05/07/2020
La haine
Hier, nous sommes allés dîner dans un de ces micro-restaurants transfigurés par le déconfinement, avec le droit à une terrasse très étendue, sur une place piétonne accolée à un square. Du vert sous les yeux, pas de bruit de voitures dans les oreilles, un régal pour les papilles dans les assiettes, la soirée s'annonçait parfaite. Et puis j'ai dévisagé mes commensaux. Pas de doute possible, Sibeth Ndiaye et Cédric O dînaient à quelques mètres de nous. La menteuse en chef assumée et le petit télégraphiste 2.0 faisaient basculer mon humeur de primesautière à ténébreuse.
En les voyant, je repensais à la lettre de François Ruffin à Emmanuel Macron dans le Monde, le 4 mai 2017, juste avant son élection "vous êtes haï, vous êtes haï, vous êtes haï dans les classes populaires". Ça n'était pas audible, nous étions à deux jours du second tour d'une présidentielle où Macron était le dernier rempart face à Le Pen. Deux jours plus tard, tout le monde retiendrait les 66% du président élu, pas le fait qu'il ne réunissait pas, loin s'en faut, 50% des inscrits. Seule la France qui va bien l'avait élu. Elle le confirma aux législatives, le soutint aux européennes pour le lâcher aux municipales, les bourgeois de centre ville préférant EELV. La bascule démocratique engagée en seulement trois ans est vertigineuse, en voix. Des millions de dégoûté.es pour qui personne au pouvoir n'a jamais un mot, jamais une décision qui irait dans le sens de leurs revendications.

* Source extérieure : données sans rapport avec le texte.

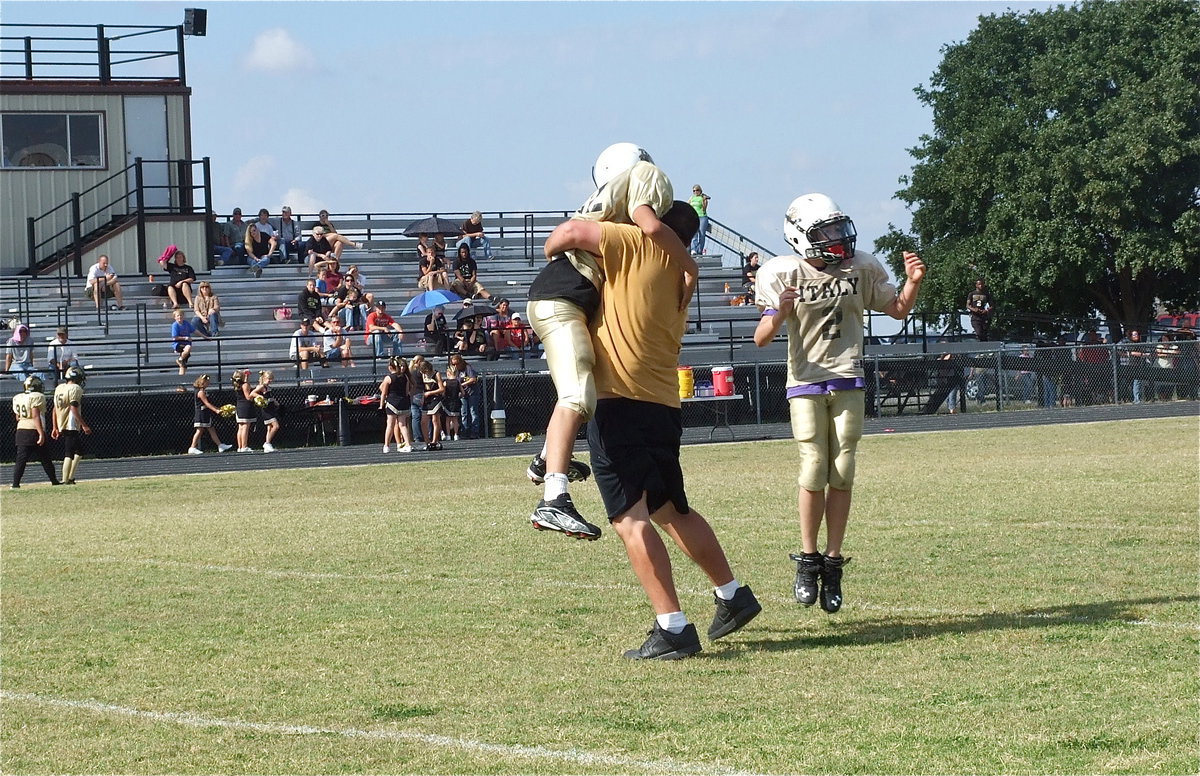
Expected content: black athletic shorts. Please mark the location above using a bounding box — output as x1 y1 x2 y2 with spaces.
588 398 690 521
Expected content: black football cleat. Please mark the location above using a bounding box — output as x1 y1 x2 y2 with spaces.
625 622 701 660
821 555 850 614
708 585 762 640
788 553 822 606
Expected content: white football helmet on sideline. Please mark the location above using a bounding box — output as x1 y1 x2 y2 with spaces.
784 194 858 266
592 143 654 188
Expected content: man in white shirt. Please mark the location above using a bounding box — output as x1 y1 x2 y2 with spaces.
85 255 125 312
46 326 79 380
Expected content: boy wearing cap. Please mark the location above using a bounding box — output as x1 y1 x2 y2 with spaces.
362 299 404 359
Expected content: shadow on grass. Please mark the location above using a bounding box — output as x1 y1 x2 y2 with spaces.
712 595 1200 657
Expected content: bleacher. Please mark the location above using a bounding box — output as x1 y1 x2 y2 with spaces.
0 227 768 390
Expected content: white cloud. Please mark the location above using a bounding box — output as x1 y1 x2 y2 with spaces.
233 155 276 197
244 28 313 73
270 187 325 216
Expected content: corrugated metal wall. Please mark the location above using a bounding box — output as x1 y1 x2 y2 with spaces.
0 94 189 275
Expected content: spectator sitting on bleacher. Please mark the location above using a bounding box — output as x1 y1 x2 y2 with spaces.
312 210 362 258
364 300 404 359
170 309 196 374
167 251 196 309
85 255 125 313
455 210 492 261
416 248 450 291
296 277 325 324
508 313 538 353
416 233 446 255
320 318 354 367
246 224 277 277
192 281 221 339
450 245 492 299
4 319 37 380
275 205 304 264
484 299 512 354
254 207 278 243
332 288 371 331
301 225 337 273
317 267 341 320
425 305 450 356
454 318 492 356
46 326 80 380
224 207 247 261
288 317 326 369
742 251 758 305
342 264 366 293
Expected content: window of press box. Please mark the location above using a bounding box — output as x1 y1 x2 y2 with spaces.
0 113 104 169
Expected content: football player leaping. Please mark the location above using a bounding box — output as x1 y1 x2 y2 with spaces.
754 194 925 614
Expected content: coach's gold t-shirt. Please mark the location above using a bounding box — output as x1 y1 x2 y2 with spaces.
592 223 688 407
566 162 674 288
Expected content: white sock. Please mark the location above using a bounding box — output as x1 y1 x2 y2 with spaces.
541 473 566 501
654 612 688 633
713 577 742 601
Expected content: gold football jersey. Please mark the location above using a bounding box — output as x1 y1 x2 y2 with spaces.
54 383 83 431
12 392 46 429
755 251 896 387
566 162 674 288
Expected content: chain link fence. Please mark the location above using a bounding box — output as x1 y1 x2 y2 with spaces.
0 341 1200 462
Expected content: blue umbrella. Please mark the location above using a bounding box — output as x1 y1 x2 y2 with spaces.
401 288 462 315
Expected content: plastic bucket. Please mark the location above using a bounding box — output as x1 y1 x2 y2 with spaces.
679 367 696 398
713 367 733 396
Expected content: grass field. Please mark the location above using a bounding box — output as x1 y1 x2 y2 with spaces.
0 419 1200 774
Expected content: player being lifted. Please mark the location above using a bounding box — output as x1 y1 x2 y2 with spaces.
754 194 925 614
527 143 697 540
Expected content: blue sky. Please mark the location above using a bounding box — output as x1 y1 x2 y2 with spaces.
0 0 1051 261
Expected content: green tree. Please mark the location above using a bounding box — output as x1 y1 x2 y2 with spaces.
875 0 1200 333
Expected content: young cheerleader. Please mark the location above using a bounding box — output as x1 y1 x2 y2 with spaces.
187 374 233 456
379 356 413 452
442 354 467 441
233 369 258 452
416 359 446 450
250 369 280 452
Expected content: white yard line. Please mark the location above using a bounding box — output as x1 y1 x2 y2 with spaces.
68 557 1200 632
0 690 768 776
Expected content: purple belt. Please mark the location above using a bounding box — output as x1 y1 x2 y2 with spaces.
787 378 866 398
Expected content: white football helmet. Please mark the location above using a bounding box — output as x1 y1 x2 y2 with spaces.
592 143 654 188
784 194 858 266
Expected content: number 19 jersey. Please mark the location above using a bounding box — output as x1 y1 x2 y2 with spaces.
755 251 896 387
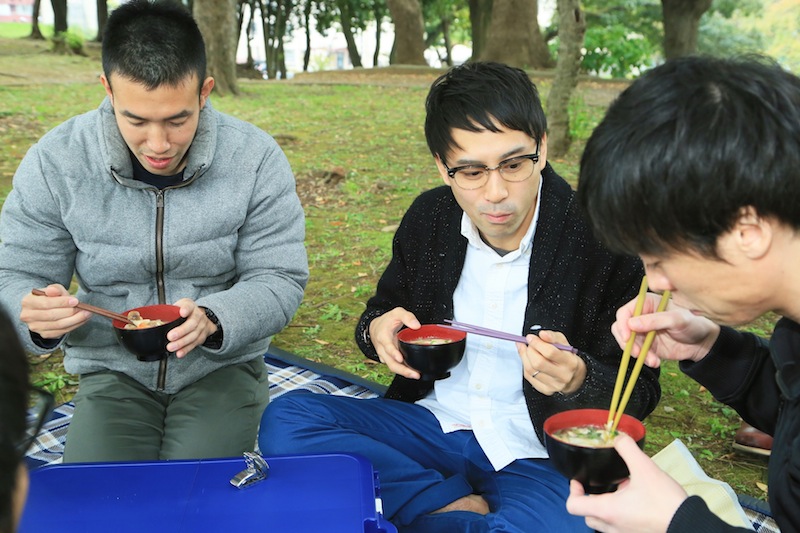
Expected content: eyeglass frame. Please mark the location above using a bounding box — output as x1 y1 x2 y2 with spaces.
441 146 539 191
17 385 55 460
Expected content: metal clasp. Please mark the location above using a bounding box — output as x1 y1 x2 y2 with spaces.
231 452 269 489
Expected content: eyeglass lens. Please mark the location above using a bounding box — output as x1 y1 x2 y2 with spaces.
453 157 536 189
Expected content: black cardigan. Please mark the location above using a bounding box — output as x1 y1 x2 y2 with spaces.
355 165 661 440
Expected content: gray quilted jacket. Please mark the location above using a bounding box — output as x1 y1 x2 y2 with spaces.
0 99 308 393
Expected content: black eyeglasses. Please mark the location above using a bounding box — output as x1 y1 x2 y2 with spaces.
17 387 55 457
442 148 539 190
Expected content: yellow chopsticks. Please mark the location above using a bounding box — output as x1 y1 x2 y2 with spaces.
606 276 669 434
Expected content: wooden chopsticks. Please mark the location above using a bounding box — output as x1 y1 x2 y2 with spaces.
606 276 669 434
31 289 135 325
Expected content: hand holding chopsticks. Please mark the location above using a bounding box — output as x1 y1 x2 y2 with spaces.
442 319 578 353
606 276 669 434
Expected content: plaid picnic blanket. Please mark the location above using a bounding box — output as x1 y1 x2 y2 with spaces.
26 348 386 469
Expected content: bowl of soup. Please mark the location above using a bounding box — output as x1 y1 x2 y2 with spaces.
544 409 645 494
112 304 186 361
397 324 467 381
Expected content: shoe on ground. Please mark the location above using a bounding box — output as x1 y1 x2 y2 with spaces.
733 422 772 457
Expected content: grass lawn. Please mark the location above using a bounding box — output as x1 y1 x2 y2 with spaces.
0 29 774 498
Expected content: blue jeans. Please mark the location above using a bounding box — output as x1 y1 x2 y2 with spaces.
258 392 588 533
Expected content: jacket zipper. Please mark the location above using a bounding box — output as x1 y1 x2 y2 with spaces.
156 190 169 391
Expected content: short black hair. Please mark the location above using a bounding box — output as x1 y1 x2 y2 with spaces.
0 308 28 532
425 61 547 161
102 0 206 93
578 56 800 258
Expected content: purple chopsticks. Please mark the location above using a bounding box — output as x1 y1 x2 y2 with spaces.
442 319 578 353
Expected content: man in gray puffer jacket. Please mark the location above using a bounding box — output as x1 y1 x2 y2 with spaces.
0 0 308 462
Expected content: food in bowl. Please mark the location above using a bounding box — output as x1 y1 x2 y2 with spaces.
408 337 454 346
553 424 620 448
125 311 164 329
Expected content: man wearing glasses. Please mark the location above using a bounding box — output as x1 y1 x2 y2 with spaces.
259 63 660 532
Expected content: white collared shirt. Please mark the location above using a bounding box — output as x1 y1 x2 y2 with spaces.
417 177 547 470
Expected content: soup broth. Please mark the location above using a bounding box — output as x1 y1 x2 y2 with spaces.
553 424 620 448
125 311 164 329
407 337 453 346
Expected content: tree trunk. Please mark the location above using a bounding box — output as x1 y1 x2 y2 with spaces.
442 18 453 67
50 0 68 35
28 0 44 40
661 0 712 59
336 0 363 68
478 0 553 68
272 0 292 80
303 0 311 72
372 2 383 67
386 0 428 65
242 1 256 71
94 0 108 43
258 0 277 80
547 0 586 157
469 0 493 58
194 0 239 96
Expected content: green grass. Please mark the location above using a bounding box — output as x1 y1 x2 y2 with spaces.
0 35 774 498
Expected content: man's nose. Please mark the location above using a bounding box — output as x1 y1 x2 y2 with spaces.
485 168 508 202
147 125 169 154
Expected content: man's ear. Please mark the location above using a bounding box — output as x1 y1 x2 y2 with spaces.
433 155 453 187
539 132 547 168
100 74 114 106
733 205 774 259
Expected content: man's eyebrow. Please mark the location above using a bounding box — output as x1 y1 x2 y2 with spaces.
454 146 527 166
120 109 192 122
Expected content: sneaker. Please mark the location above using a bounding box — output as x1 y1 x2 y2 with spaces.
733 422 772 457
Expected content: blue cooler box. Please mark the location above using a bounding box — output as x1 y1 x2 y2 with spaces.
19 454 397 533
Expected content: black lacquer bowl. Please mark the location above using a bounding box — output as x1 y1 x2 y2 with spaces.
544 409 645 494
112 304 186 361
397 324 467 381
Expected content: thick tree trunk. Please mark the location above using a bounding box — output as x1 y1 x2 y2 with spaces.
478 0 553 68
336 0 363 68
94 0 108 43
28 0 44 40
194 0 239 95
469 0 493 58
547 0 586 157
386 0 428 65
661 0 712 59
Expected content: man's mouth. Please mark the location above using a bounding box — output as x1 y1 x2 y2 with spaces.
144 155 172 170
484 213 511 224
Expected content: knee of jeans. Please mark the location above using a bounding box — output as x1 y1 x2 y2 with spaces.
258 394 314 455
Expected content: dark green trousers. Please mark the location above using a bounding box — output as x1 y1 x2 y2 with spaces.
64 358 269 463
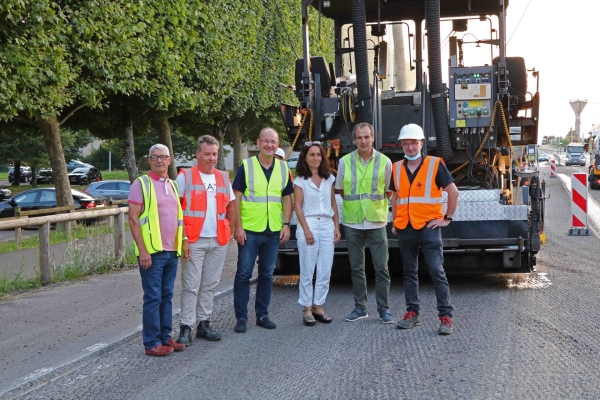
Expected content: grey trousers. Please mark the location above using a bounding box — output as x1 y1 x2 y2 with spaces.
344 226 390 311
179 238 227 326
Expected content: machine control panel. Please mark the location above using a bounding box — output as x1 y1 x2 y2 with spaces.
449 66 494 128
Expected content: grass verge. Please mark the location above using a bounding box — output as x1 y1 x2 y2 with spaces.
0 235 138 301
0 222 129 254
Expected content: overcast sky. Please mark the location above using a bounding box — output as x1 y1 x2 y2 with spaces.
507 0 600 141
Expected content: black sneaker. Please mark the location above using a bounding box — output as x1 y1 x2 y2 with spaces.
396 311 421 329
438 315 452 335
346 307 369 322
176 325 192 346
256 317 277 329
233 319 247 333
196 320 221 341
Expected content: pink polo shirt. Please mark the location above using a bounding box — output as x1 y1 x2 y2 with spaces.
128 171 179 251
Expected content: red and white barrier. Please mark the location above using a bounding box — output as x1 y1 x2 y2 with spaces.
569 172 590 236
550 158 556 178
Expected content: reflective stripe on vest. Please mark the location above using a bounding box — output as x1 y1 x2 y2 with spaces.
240 157 290 232
182 167 231 245
392 156 443 229
342 150 389 223
135 175 183 256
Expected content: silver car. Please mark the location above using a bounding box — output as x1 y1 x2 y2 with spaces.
85 181 131 200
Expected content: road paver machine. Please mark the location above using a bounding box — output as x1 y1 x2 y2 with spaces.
277 0 544 273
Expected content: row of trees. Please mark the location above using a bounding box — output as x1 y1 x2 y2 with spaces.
0 0 333 209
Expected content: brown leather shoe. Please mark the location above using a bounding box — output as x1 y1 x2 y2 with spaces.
163 339 185 351
144 344 173 357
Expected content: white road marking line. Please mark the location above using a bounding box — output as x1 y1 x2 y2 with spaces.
556 174 600 237
83 342 108 352
21 368 54 382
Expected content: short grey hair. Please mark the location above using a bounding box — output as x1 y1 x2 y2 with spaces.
258 126 279 140
148 143 171 157
196 135 219 151
352 122 375 139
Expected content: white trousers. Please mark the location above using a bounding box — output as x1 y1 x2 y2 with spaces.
179 238 227 326
296 217 335 307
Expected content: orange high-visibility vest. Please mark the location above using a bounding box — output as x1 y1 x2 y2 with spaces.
392 156 444 229
181 167 231 246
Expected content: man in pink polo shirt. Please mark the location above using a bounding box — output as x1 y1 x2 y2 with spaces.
129 144 185 356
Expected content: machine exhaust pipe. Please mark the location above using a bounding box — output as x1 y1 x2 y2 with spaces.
352 0 373 124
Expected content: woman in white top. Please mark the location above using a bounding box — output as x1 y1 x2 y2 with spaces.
294 142 341 326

Des millions de personnes qui ont défilé contre des réformes anti-sociales, parfois en chasuble jaune, parfois derrière des pancartes réclamant la justice sociale, la justice écologique ou le respect de la justice tout court. Rien. Pas un mot et pas un geste pour toutes ces souffrances. La réforme des retraites, suspendue pendant la pandémie, revient déjà au triple galop. Les férias sont interdites cet été, mais la macronie rend hommages aux toreros en agitant mille chiffons rouges. Vendredi, Macron a remplacé Edouard Philippe par Jean Castex, l'architecte de la T2A et à l'origine du délabrement accéléré de l'hôpital public par une accélération de la logique de gestion... Ces choix relèvent de l'insulte permanente, renforce le sentiment d'impunité totale dont se goberge ce pouvoir, persuadé d'être invulnérable car seul rempart au RN, et persuadé aussi que le "front républicain" sera éternellement majoritaire dans ce pays.
Ruffin a eu raison avant les autres. La macronie est haïe comme aucun pouvoir avant. A les voir, je sentais monter des bouffées de haine, j'avais envie d'aller leur hurler dessus et je pense que sans leurs enfants, je l'aurais fait. Contrairement aux curés et aux entraîneurs de patinage artistique, il est pour moi acquis que jamais ô grand jamais, on ne touche aux enfants.
Pendant les manifestations des gilets jaunes, nombre de permanence de députés ont été vandalisés, parfois caillassés, parfois des départs d'incendies. Marlène Schiappa a eu le droit à un rassemblement d'énervés devant ces fenêtres. Benjamin Griveaux une intrusion au trans palette dans son ministère... La haine transpire, mais elle transpire d'autant qu'elle reste sans effet. L'impunité et l'absence de prise en compte du désespoir populaire est dans toutes les décisions.
La haine est mauvaise conseillère. Elle peut pousser à la claustration, ou au contraire à des votes de colère, des actions de colère. La haine brouille la raison. C'est toute la différence entre un Ruffin qui reste au niveau et mène une contre attaque digne et programmatique et Juan Branco qui attaque sous la ceinture. Il ne faut pas céder à ses facilités et tendre la main aux colériques de toute part. Contrairement au film la Haine, Jusqu'ici tout ne va pas bien. Pas bien du tout. Pour autant, le reste est toujours valable : l'important, ça n'est pas la chute actuel, mais l'atterrissage qui peut encore ne pas être un crash.